To address these issues, the English catenative verb construction was used as a testbed phenomenon. This idiosyncratic complex construction is comprised of a catenative verb and a non-finite complement clause (see Huddleston & Pullum 2002), which is prototypically a gerund-participial (henceforth referred to as ‘target-ing’ construction) or a to-infinitival complement (‘target-to’ construction):
(1) She refused to do her homework.
(2) Laura kept reading love stories.
(3) *He avoids to listen to loud music.
This construction is particularly interesting because learners often show choices of a complement type different from those of native speakers (e.g. Gries & Wulff 2009; Martinez‐Garcia & Wulff 2012) as illustrated in (3) and is commonly claimed to be difficult to be taught by explicit rules (see e.g. Petrovitz 2001).
By triangulating different types of usage data (corpus and elicited production data) and analysing these by multivariate statistical tests, the effects of different usage-related factors (e.g. frequency, proficiency level of the learner, semantic class of verb, etc.) on the representation and development of the catenative verb construction and its subschemas (i.e. target-to and target-ing construction) were examined. In particular, it was assessed whether they can predict a native-like form-meaning pairing of a catenative verb and non-finite complement.
First, all studies were able to show a robust effect of frequency on the complement choice. Frequency does not only lead to the entrenchment of high-frequency exemplars of the construction but is also found to motivate a taxonomic generalisation across related exemplars and the representation of a more abstract schema. Second, the results indicate that the target-to construction, due to its higher type and token frequency, has a high degree of schematicity and productivity than the target-ing construction for the learners, which allows for analogical comparisons and pattern extension with less entrenched exemplars. This schema is likely to be overgeneralised to (less frequent) target-ing verbs because the learners perceive formal and semantic compatibility between the unknown/infrequent verb and this pattern.

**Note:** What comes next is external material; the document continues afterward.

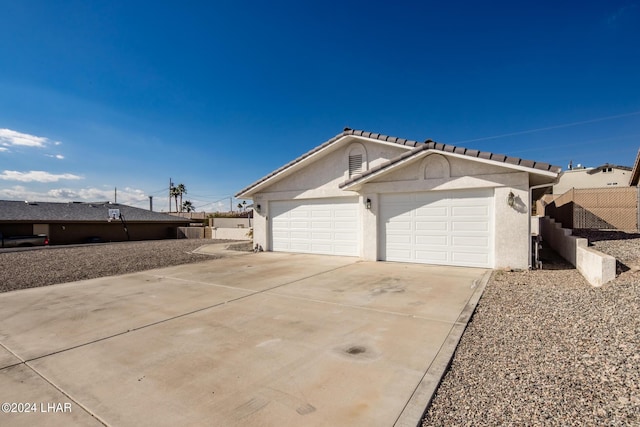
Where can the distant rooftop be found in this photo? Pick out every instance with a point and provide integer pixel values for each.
(51, 212)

Furthermore, the findings present evidence that less advanced learners (A2-B2) make more coarse-grained generalisations, which are centred around high-frequency and prototypical exemplars/low-scope patterns. In the case of high-proficiency learners (C1-C2), not only does the number of native-like complement choices increase but relational information, such as the semantic subclasses of the verb, form-function contingency and other factors, becomes also relevant for a target-like choice. Thus, the results suggests that with increasing usage experience learners gradually develop a more fine-grained, interconnected representation of the catenative verb construction, which gains more resemblance to the form-meaning mappings of native speakers.
Taken together, these insights highlight the importance for language learning and teaching environments to acknowledge that L2 knowledge is represented in the form of highly interconnected form-meaning pairings, i.e. constructions, that can be found on different levels of abstraction and complexity.